Por Adriana Santa Cruz para Leedor
“Todo comienzo es una trampa”, dice el primer verso del libro, y entre ese comienzo y el fin del amor, hay un espacio del que solo quedan fragmentos que reaparecen en los recuerdos, en fotos, en objetos rescatados por los poemas, porque uno escribe “para exorcizar la tristeza” y porque hay que completar “los espacios con palabras”.
Hay un “goce triste” en el recuerdo, como decía Juan Ramón Jiménez, y las fotos son, quizás, el testimonio más doloroso en tanto están ahí inmutables a pesar del fin: “Miro la foto / y lloro el momento / el enigma / memoria traspasada / agujeros diminutos ocupando en negro / ese brillo del dolor”. Y está, además, el paisaje cotidiano que se impregna del mismo sentimiento: “Todo se tiñe en el borde oscuro de la cama (…). Un humo pesado que no puedo sacudirme ocupa cada espacio de mi cuerpo”.
Es recién a partir de la pérdida cuando se asume el inevitable fracaso del amor como encuentro de dos soledades: “Estás solo. Te hacés medio el disimulado para no ponerte demasiado triste. Sabés que triste y solo es mucho (…) Recuerdo: hubo un tiempo en el que creí que mi soledad podía hacerle compañía a la tuya”.
Podríamos decir que Eugenia Coiro se propone hacer una radiografía del fin, examinarlo, pero también universalizarlo a partir de las metáforas o de las imágenes: la imposibilidad de recordar la totalidad semeja el arrancar la página de Trilce de César Vallejo en la que había una dedicatoria (“Mi memoria me priva de saber qué amor mío tuvo tan buen tino para elegir el obsequio”), lo que nos lleva nuevamente a los sentimientos de pérdida, tristeza y dolor. Arrancar para olvidar se contrapone a escribir o mirar fotos para recordar, en un penoso vaivén en el que oscila el yo. No casualmente, la página arrancada es de Trilce, un libro que se caracteriza por lo desgarrador de sus versos.

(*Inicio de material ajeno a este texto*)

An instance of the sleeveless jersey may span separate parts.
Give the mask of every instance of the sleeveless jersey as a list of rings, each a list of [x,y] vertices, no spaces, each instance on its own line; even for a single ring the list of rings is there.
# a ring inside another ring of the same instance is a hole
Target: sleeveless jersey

A pesar de la necesidad de la escritura, ponerle palabras a un final no es fácil, quizás porque en cada fin hay una falta, una carencia, un vacío que la palabra nunca termina de abordar: “El libro está incompleto / el poema está incompleto / como yo (…) / parte en blanco (…) / sin para siempre”
Siguiendo con las metáforas, la picadura de un escorpión, por su parte, remite al fin de la vida, pero también al fin del amor. Después de todo, cada pequeño final es, de alguna manera, un presagio de ese gran final que es la muerte: “Pienso en la posibilidad del fin, en la conjura del azar. / Pienso en él”.
En cuanto a la construcción de los poemas, cada uno es un fragmento de ese todo que es el relato del fin, de lo que antecedió a ese momento y de lo que queda, restos de un naufragio en el que el yo se pregunta: “¿De qué me salva tu presencia?”, en un intento vano por encontrarle un sentido al dolor. Sin embargo, el destinatario de esta pregunta ya no está físicamente, aunque permanezca todavía como presencia palpable y, en consecuencia, teñida de tristeza: “Se me va volviendo costumbre extrañar lo que no ocurrió. (…) Hoy, en una operación intelectual forzada, intenté alegrarme de ya no tener que soportar tu mal humor, tus quejas tontas y repetidas. / No pude”.
Fragmentos del fin es un muy buen libro de poemas y Eugenia Coiro una gran poeta que nos ofrece “un arrullado eco de lo femenino, como dice Cristina Eseiza en uno de los dos excelentes epílogos (el otro es de Ricardo Czikk). Se nota en la autora un dominio de la palabra poética que siempre es la palabra justa y la que resuena especialmente en cada uno de los lectores porque, como decía Jorge Luis Borges: “Cuando leemos un buen poema pensamos que también nosotros hubiéramos podido escribirlo; que ese poema preexistía en nosotros”.